7 Replies Latest reply on Jun 10, 2014 2:22 PM by Patrick_Kutch

    Intel i350: promiscuous mode and SR-IOV



      I'm using CentOS 6.5 VM on Xen 4.3 Hypervisor.

      igb driver version is 5.0.5-k and igbvf driver version is 2.0.2-k.


      I'm trying to enable promiscuous mode on the VM.

      I configured a VLAN on a VF with 'ip link set ethXX vf xx vlan <id>'.


      The VM uses that VF and when I checked if packets were received in the VM I found that broadcast packets and packets with the VM's MAC address destination were received.

      But, packets with different MAC address destination were not received - promiscuous mode isn't working.


      I tried to enable promiscuous mode in the VM with 'ip link set ethXX promisc on' and the packets were still not received.


      Is there any other relevant command or configuration to enable the promiscuous mode?



        • 1. Re: Intel i350: promiscuous mode and SR-IOV

          Promiscuous mode is not allowed in a VF.  This is by design for security reasons.  Consider a hosting environment, I don't want a competitor that may have a VM running on the same physical box as myself being able to put themselves in promiscuous mode and seeing my traffic.



          • 2. Re: Intel i350: promiscuous mode and SR-IOV

            Hi Patrick,

            Thank you for your help.


            The VM runs an application that requires a promiscuous mode.

            Is it a hardware or software limitation and can it be changed?



            • 3. Re: Intel i350: promiscuous mode and SR-IOV

              My marketing team would be upset with me if I didn't state that it isn't a limitation, but rather a thought-out design consideration :-)


              Now that that is out of the way - it is in hardware.  If you need a VM to be in promiscous mode then what you will need to do is to assign a whole PF to it.


              Hope that helps.



              • 4. Re: Intel i350: promiscuous mode and SR-IOV

                Hi Peter,


                Does that mean that I cannot run FW application in a VM using VFs as network interfaces, instead I will need to passthrough the full PF?




                • 5. Re: Intel i350: promiscuous mode and SR-IOV

                  I don't know what you mean by FW, nor who Peter is .  If you need to do much more than have basic Ethernet traffic to and from a VM then a VF is not going to work for you.


                  The VF's are very light-weight interfaces that by design do little more than pass packets, especially on 1Gb devices.  Newer 10G and beyond Intel devices have been adding additional SR-IOV features for VF's, however promiscous mode is not one of them and will likely not ever be one of them for security concerns.  If you need more features than are available on a VF and have a requirement to run your application in a VM then your best solution is to assign the entire PF (port) to your VM.

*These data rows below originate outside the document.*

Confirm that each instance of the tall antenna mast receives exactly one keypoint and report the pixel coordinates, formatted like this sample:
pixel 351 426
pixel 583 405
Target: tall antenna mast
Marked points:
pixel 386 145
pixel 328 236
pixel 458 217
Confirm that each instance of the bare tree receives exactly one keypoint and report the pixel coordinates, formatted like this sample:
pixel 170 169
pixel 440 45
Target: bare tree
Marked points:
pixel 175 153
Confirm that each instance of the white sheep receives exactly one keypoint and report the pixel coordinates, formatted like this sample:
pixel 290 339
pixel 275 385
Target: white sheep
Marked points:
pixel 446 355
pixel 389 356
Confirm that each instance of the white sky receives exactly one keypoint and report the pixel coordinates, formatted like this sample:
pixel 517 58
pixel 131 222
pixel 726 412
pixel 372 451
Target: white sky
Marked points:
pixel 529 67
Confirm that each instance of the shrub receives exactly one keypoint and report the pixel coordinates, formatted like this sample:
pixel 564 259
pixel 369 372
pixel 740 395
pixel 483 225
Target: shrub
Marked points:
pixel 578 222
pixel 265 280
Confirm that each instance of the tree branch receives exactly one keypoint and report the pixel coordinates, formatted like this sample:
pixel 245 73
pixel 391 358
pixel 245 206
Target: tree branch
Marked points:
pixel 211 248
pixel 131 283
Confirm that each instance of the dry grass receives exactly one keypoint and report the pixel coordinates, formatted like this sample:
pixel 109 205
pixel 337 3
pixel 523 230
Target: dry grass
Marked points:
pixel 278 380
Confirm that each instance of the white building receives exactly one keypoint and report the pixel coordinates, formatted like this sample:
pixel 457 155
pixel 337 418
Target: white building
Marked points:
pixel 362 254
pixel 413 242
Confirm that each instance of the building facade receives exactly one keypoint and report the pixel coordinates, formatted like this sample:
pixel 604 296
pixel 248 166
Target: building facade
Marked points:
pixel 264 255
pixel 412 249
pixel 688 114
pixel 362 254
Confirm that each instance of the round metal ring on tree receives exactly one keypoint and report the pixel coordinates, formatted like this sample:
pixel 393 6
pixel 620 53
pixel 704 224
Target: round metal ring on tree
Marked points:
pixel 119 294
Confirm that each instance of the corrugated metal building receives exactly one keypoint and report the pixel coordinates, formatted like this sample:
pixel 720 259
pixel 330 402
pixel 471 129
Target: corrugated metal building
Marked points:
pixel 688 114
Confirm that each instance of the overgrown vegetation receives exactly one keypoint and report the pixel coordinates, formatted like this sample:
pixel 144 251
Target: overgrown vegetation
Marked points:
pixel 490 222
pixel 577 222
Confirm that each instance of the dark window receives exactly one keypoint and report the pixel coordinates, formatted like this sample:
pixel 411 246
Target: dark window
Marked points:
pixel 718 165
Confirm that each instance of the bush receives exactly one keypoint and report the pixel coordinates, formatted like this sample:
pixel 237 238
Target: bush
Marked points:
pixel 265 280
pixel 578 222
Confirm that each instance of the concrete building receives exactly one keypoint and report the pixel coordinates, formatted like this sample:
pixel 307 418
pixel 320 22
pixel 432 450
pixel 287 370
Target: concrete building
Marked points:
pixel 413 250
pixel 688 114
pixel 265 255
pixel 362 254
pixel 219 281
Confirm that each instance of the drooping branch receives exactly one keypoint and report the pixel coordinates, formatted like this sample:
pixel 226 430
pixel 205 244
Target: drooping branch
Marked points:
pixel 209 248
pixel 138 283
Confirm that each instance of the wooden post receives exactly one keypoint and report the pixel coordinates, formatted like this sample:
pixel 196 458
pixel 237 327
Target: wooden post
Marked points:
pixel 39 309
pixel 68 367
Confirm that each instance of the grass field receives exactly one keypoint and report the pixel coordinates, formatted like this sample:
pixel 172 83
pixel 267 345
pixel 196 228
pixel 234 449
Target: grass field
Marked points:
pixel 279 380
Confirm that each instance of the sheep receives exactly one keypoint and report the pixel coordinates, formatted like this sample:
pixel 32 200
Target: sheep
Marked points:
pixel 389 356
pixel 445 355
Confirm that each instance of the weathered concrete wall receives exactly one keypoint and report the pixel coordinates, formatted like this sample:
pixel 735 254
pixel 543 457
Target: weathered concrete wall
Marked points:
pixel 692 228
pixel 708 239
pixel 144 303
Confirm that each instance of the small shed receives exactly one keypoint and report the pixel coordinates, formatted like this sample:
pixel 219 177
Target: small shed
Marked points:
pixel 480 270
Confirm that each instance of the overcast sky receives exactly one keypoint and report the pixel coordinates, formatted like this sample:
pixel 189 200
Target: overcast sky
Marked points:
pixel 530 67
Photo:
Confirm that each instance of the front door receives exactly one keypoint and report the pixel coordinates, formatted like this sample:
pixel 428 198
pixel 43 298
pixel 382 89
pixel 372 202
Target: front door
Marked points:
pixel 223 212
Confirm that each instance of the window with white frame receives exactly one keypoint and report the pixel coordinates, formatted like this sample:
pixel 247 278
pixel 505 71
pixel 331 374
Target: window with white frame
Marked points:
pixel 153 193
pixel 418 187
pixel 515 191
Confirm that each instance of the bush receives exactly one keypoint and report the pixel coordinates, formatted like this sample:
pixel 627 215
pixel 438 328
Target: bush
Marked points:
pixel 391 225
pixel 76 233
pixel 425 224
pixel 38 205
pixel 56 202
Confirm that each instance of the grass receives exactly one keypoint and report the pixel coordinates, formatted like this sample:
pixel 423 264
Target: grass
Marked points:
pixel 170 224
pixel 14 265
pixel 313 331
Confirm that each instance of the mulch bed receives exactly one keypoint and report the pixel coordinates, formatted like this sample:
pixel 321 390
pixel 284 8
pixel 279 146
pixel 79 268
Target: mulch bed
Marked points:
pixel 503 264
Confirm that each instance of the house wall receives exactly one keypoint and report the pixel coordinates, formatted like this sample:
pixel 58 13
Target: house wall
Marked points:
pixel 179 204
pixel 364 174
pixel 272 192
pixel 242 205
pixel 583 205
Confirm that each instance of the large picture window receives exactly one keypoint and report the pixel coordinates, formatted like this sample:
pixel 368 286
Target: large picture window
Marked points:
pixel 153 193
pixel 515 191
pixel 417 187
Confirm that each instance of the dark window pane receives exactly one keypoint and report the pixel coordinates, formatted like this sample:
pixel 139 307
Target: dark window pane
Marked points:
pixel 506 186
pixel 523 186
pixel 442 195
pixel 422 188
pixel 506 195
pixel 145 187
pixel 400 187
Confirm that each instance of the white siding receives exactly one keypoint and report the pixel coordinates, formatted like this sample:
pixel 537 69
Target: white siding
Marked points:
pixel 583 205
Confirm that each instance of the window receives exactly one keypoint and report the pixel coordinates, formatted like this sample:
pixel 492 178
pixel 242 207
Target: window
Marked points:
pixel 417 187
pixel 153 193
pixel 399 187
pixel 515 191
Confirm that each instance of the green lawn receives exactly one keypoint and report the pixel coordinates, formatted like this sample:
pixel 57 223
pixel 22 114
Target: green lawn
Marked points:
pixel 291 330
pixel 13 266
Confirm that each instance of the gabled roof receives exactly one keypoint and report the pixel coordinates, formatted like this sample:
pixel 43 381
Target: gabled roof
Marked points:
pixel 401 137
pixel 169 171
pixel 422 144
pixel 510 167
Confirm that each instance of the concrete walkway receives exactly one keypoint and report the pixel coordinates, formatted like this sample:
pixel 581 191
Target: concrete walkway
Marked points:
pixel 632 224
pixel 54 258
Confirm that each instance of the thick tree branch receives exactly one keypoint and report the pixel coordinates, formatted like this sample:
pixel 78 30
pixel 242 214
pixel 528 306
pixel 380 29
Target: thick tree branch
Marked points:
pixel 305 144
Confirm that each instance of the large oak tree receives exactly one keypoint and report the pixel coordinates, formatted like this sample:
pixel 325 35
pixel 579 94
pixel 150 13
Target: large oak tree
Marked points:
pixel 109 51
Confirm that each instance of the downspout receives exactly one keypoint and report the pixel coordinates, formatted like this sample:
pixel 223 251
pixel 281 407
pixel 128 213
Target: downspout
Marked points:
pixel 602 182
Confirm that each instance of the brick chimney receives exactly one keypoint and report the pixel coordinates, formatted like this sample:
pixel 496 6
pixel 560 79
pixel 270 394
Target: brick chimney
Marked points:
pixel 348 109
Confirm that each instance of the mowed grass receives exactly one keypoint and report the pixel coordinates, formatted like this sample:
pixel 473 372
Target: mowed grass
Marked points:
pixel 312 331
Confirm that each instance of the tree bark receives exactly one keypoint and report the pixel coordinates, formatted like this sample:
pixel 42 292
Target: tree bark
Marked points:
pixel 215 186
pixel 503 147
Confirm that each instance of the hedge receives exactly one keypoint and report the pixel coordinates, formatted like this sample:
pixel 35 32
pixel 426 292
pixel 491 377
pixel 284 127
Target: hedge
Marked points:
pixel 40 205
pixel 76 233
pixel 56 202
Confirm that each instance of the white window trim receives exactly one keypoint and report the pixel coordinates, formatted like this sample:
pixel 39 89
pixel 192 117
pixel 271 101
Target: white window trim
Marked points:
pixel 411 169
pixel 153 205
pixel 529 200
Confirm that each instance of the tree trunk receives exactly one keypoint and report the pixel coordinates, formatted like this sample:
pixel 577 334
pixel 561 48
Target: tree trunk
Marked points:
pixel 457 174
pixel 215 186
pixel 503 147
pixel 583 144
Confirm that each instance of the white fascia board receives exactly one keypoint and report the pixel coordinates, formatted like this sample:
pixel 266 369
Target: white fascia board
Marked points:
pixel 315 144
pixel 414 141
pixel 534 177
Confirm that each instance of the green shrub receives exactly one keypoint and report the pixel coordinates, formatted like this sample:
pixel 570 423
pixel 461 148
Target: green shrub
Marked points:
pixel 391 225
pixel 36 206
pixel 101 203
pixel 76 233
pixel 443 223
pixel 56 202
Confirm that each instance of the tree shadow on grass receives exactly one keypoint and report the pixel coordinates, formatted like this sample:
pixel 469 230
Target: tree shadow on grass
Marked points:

                  • 6. Re: Intel i350: promiscuous mode and SR-IOV

                    Hi Patrick,


                    Sorry for writing Peter, probably it was because of the late hour.

                    By FW I meant firewall, I have more than one tenant on the server and each would like to run it's own firewall on a different VLAN.

                    Therefore  I want to be able to configure the VFs to run in promiscuous mode on a given VLAN.

                    If a different Intel device does support this option I can change the card in my server.

                    If changes to driver could provide such options I'll be glad to make them but if it's hardware issue maybe future releases should take into account these applications.




                    • 7. Re: Intel i350: promiscuous mode and SR-IOV

                      No problem :-)


                      Did some digging and the folks that are smarter than I say that you should be able to do what you want (promiscous mode), however it is not supported in the drivers (PF and VF as they are.  We also cannot provide any direct support for you modifying the drivers yourself.  However, the souce for both are available on Source Forge and I wrote some docs to help folks understand how the drivers work so that they could customize them if they like.


                      The doc was written for a different 1Gb Intel device, however the same basic principles should apply. Try taking a look at:

                      Intel® 82576 SR-IOV Driver: Companion Guide


                      Hope that provides you some useful direction.